The materials of Patterson’s histories are obscure and often difficult to conceptualize. In contrast to, say, the full-page spread photographs featured in something like Elcott’s Artificial Darkness, the works of Patterson’s interest are more difficult to represent in black-and-white stills. In my experience, this led to some less than lucid understandings of what was being described: for instance, when Patterson explains a monochrome, pointillistic EXPLOR function written by Kenneth Knowlton as something that “‘agitates’ one-sixth of the white spots above, below, right, or left of the black ones by turning them black and simultaneously turns white one-sixth of the black spots next to the white ones” (93). Nevertheless, I think the book does a remarkable job overall in its handling of such unfamiliar historical material. If anything, the moments during which I was most confused simply led me to imagine the possibilities of something of a more multimedia experience.
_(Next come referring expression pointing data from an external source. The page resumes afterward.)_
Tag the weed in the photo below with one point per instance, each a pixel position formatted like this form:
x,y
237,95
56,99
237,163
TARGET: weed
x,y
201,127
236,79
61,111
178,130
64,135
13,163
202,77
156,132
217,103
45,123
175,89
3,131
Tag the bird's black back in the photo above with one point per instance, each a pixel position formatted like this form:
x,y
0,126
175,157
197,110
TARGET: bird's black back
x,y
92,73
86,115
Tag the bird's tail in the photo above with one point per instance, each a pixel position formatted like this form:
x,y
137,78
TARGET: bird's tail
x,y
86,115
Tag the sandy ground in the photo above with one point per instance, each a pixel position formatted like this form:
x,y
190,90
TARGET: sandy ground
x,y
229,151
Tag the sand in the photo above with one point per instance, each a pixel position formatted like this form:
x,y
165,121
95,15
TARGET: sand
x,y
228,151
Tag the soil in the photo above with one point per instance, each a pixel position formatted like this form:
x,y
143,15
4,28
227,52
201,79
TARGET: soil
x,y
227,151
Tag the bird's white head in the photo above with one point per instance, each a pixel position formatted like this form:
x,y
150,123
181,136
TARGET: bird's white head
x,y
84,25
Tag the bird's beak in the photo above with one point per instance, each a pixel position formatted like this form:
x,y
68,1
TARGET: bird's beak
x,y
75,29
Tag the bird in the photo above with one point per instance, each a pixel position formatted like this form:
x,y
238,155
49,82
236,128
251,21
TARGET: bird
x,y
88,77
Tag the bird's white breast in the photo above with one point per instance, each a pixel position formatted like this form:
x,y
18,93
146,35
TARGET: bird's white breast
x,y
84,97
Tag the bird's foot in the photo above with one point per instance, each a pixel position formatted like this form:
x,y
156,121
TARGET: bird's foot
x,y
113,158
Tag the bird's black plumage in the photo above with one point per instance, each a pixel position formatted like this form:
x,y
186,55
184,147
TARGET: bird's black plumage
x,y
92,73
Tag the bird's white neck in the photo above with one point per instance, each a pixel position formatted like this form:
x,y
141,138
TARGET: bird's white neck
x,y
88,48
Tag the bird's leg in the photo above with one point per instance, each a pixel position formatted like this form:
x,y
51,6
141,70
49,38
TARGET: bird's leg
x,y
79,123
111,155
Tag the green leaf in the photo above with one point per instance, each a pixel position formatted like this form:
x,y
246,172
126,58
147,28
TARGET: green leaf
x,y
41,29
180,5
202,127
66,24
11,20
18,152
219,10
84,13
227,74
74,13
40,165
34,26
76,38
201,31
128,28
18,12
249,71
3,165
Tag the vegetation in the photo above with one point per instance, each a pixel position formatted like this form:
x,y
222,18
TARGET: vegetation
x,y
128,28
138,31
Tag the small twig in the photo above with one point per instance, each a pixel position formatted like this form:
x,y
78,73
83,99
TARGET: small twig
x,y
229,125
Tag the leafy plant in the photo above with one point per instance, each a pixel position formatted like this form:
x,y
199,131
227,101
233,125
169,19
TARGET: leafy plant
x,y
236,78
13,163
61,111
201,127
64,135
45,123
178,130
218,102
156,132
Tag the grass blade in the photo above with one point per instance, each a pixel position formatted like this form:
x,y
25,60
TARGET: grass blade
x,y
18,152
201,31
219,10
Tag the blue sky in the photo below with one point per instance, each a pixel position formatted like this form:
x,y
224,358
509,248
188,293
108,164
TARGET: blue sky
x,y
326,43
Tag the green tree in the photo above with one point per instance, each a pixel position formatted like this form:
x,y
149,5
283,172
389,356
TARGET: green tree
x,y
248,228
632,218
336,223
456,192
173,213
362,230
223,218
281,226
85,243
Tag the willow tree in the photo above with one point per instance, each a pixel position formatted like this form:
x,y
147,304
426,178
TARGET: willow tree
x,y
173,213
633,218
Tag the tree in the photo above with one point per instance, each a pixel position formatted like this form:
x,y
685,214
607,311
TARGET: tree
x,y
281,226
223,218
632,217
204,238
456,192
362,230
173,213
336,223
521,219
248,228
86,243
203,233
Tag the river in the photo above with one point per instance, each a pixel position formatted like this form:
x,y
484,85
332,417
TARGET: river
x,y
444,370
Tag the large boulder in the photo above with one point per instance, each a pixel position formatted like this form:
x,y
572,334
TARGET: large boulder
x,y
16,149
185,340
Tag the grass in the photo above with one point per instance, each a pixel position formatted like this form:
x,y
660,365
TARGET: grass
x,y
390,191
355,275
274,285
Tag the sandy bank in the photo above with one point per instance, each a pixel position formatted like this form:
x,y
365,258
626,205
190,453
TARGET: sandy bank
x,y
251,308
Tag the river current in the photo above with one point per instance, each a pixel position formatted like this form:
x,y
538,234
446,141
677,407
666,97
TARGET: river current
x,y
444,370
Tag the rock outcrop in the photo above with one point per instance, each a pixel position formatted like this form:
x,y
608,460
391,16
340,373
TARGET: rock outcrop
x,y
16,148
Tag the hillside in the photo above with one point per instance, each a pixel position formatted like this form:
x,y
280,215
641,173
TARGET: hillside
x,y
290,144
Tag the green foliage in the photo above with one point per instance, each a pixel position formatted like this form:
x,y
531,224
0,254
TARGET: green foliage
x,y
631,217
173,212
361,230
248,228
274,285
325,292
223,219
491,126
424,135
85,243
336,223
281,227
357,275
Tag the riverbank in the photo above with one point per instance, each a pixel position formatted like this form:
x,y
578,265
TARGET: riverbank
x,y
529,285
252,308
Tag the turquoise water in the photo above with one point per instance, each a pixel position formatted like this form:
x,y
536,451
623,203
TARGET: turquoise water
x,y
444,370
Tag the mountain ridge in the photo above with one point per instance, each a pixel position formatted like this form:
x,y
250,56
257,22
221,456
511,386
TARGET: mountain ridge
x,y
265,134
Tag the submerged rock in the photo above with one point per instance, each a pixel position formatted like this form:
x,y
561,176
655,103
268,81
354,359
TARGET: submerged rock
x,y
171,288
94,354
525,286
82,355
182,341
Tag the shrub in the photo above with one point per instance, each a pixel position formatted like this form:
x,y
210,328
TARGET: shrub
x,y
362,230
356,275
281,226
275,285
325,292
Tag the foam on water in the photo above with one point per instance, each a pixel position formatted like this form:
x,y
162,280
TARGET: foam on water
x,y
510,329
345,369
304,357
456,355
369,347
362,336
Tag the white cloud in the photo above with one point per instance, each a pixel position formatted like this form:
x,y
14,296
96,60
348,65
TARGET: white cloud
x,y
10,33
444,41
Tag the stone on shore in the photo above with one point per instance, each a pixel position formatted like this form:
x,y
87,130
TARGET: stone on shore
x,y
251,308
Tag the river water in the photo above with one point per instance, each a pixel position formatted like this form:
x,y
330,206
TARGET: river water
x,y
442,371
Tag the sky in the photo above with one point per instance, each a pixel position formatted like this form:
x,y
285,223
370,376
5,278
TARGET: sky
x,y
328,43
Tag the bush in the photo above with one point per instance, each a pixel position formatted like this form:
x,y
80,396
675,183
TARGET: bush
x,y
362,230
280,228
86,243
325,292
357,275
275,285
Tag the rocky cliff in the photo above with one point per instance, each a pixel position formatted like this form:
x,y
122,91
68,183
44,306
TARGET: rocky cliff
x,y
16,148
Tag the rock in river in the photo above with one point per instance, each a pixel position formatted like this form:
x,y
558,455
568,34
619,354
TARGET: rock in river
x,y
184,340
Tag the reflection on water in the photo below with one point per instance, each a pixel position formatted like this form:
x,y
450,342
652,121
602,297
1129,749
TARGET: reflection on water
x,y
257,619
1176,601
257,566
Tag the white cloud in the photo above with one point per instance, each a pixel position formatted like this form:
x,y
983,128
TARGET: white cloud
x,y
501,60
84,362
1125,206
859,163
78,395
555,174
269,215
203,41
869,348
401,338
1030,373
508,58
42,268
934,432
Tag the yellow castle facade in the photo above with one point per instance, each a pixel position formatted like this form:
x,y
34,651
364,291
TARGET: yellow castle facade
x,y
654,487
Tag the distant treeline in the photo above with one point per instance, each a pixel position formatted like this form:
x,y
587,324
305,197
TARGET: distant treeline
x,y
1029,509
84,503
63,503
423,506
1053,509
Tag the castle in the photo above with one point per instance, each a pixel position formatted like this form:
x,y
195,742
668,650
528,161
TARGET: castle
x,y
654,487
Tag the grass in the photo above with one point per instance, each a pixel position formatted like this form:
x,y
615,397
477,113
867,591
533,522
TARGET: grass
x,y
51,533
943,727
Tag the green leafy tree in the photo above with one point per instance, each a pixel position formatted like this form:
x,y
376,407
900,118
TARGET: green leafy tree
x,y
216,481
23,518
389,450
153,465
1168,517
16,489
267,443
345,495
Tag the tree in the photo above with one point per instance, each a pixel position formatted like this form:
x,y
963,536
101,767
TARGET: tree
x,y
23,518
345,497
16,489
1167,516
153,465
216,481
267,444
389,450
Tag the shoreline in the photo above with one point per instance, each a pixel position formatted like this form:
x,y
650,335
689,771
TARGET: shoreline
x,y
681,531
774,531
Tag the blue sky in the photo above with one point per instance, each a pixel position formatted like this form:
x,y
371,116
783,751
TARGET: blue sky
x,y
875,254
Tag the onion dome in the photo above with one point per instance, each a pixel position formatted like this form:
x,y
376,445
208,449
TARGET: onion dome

The broader concerns to which I referred earlier were, in my opinion, the most compelling sections of the book. Patterson’s argument for the validity of the study of such an unknown peripheral technology crystallize in her analyses of the Barthesian “shift from a concern with the perceptual qualities of the object to a concern with its undergirding conceptual relationships” (22); of the bizarre, 19th century notion of the “cyclopean eye” (35); or of the nascent “language—of signals, noise, and information” (57) which characterized, in a broader, semiotic sense, the disruptive power of computational imagination. These more experimental engagements with culture at large draw some of the book’s most fascinating connections. Patterson gestures frequently to these externalities; but, much as she describes Lillian Schwartz’s artistic employment with the machine they share, Patterson’s own work “remains quite profoundly invested in the specificity of the platform she is utilizing, even as it is no longer clear what the ‘specificity’ of such a complex and hybrid ‘medium’ as the S-C 4020 must necessarily entail” (105).